This post is from August, 2013………………….
1025kms on the KLR in the past two days, the majority of which was dirt, and much of which was secondary and two track.
I left Goose Bay yesterday morning and took the 500 towards Churchill Falls It’s mostly paved now, there’s only about 100kms left to do. Poked into a few side roads on the way and made it to Churchill in time for lunch.
Then I went exploring. I stupidly forgot to put Labrador maps back on my GPS after my trip to Nfld, so I was running blind, just looking for roads, and following wherever they took me. As you may know, Churchill Falls is home to one of the largest hydro electric generating stations in the world, but it was creating not by building a damn, but a series of dikes that made the Smallwood Reservoir, which is the largest freshwater body of water in the province.
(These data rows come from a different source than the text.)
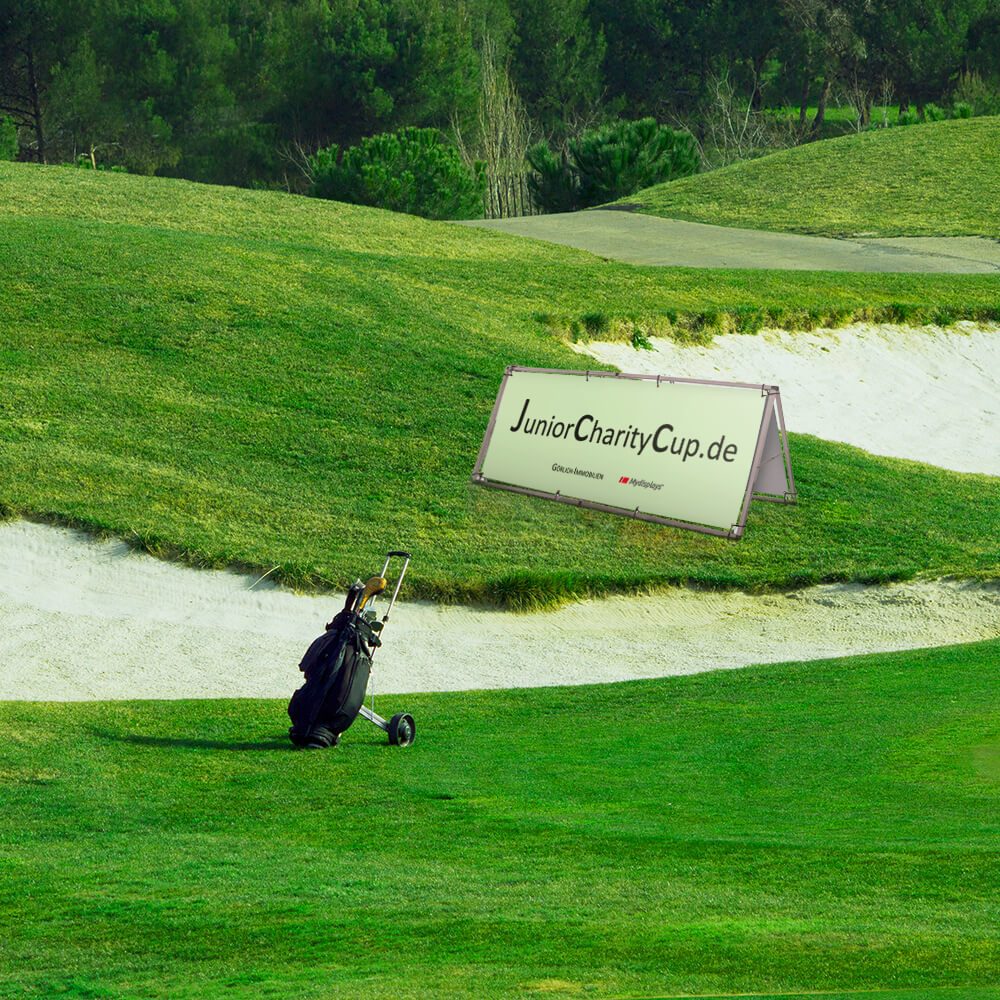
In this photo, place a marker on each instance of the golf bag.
(336, 666)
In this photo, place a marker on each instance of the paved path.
(647, 239)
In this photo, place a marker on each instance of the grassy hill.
(938, 179)
(824, 826)
(255, 379)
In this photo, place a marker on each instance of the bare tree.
(503, 135)
(733, 130)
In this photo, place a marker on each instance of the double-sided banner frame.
(770, 477)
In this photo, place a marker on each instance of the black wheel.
(402, 730)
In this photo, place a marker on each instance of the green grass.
(249, 378)
(824, 826)
(937, 179)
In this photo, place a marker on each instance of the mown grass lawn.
(255, 379)
(784, 829)
(934, 179)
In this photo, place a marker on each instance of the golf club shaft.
(405, 556)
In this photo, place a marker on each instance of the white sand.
(85, 619)
(927, 394)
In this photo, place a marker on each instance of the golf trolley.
(337, 668)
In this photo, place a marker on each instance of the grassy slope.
(251, 378)
(817, 826)
(938, 179)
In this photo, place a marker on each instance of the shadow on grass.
(196, 743)
(193, 743)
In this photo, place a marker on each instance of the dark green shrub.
(625, 157)
(554, 184)
(412, 170)
(8, 139)
(982, 96)
(610, 163)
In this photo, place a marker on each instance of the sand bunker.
(928, 394)
(87, 619)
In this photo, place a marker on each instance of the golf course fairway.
(293, 386)
(822, 826)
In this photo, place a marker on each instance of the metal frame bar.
(735, 532)
(374, 718)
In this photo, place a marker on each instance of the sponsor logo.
(574, 471)
(643, 484)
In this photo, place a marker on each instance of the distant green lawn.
(784, 829)
(256, 379)
(937, 179)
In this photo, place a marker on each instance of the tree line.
(246, 91)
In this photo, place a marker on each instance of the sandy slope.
(85, 619)
(927, 394)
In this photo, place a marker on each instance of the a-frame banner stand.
(691, 453)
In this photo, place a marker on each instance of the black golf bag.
(337, 668)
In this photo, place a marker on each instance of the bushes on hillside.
(412, 170)
(8, 139)
(609, 163)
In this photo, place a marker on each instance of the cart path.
(87, 619)
(926, 394)
(648, 239)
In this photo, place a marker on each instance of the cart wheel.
(402, 730)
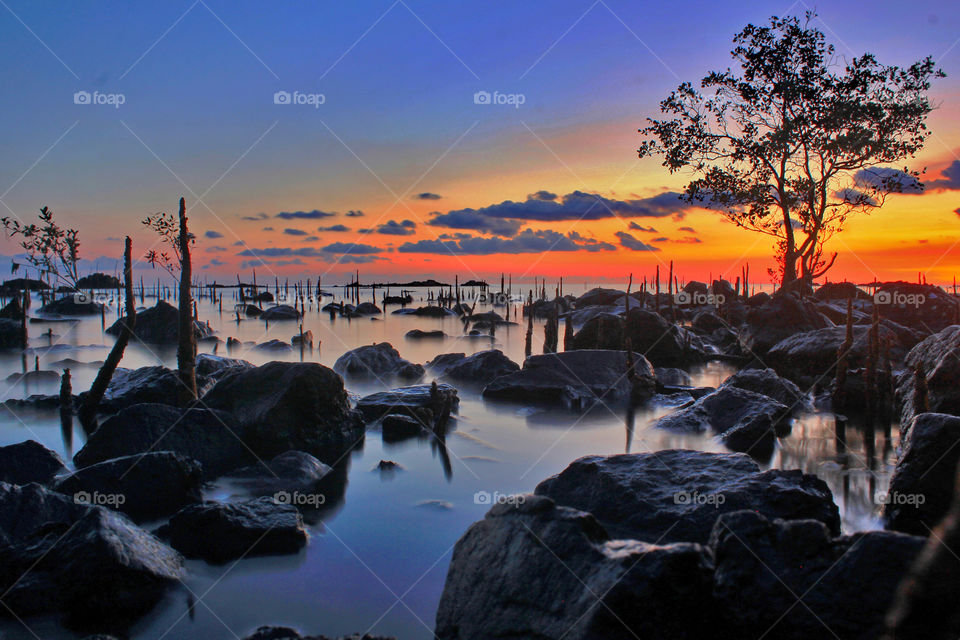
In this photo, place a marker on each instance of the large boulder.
(922, 484)
(28, 462)
(87, 562)
(477, 369)
(939, 355)
(379, 361)
(793, 580)
(778, 318)
(531, 569)
(576, 380)
(144, 486)
(160, 325)
(283, 406)
(222, 531)
(212, 438)
(676, 495)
It makes for some really cool dual sport riding.
I also went out to see Churchill Falls and the Bowdoin canyon. This is where the water used to go before it was diverted to the hydro-generating station.
Not much water going over the falls these days.
I did a bunch more poking around south west of town, finding lots of nice lakes, rivers and roads.
Then I headed up Orma Lake Road, which brings you up the eastern side of Smallwood Reservoir. 30 or 40 kms up, I was starting to get worried about finding a place to camp. It was just dirt road, with swamp and boulders everywhere.
Can you imagine pitching a tent here?
I eventually did find a nice place to camp, though, just as it was starting to rain. Pitched the tent, made some supper, poured a drink, and settled in for the night.
My gourmet meal
The morning view
Saturday evening I tried doing a bit a fishing, but never had any luck. Sunday morning, however, I caught a beauty.
Rose another, and tossed back a couple of small ones at this brook. Stopped a few more times thoughout the day, and caught lots of little ones I threw back, but nothing like this one. He’ll be breakfast tomorrow.
It was a beautiful spot to camp. Would gladly go back.
After breaking camp, I starting heading north again, and eventually found some more dikes. I had a great ride, but because I never had any maps with me, I never really knew how far it was until the end. Pisser is I was probably about 25kms from the end when worries about fuel and time made me turn around.
So, I started the return trip. Stopped into town to gas up and eat, and then headed back east.
When I was almost back to Goose, I turned into a side road and found this.
It was the biggest field of sand I’ve ever seen, and it wasn’t even a beach. No idea what the story is with it, but I’ll have to check in to it.
The road eventually went down to the river. This is about 30 kms upstream from where they’re currently constructing a damn, and is close to the planned site of another hydro electric site.
As much as I’m in favour of developing our natural resources, being in places like this make me understand why people are opposed to giving up such natural beauty. I still hope to paddle this river before it’s all damned up. I can’t imagine what the first explorers must have thought. I want to come back here and go camping. The photo really does nothing to show the beauty.
So, all told, 15 hours + of actual saddle time, plus a few hours for fishing, eating and photos, add up to over 1000kms in two days, and one very sore butt.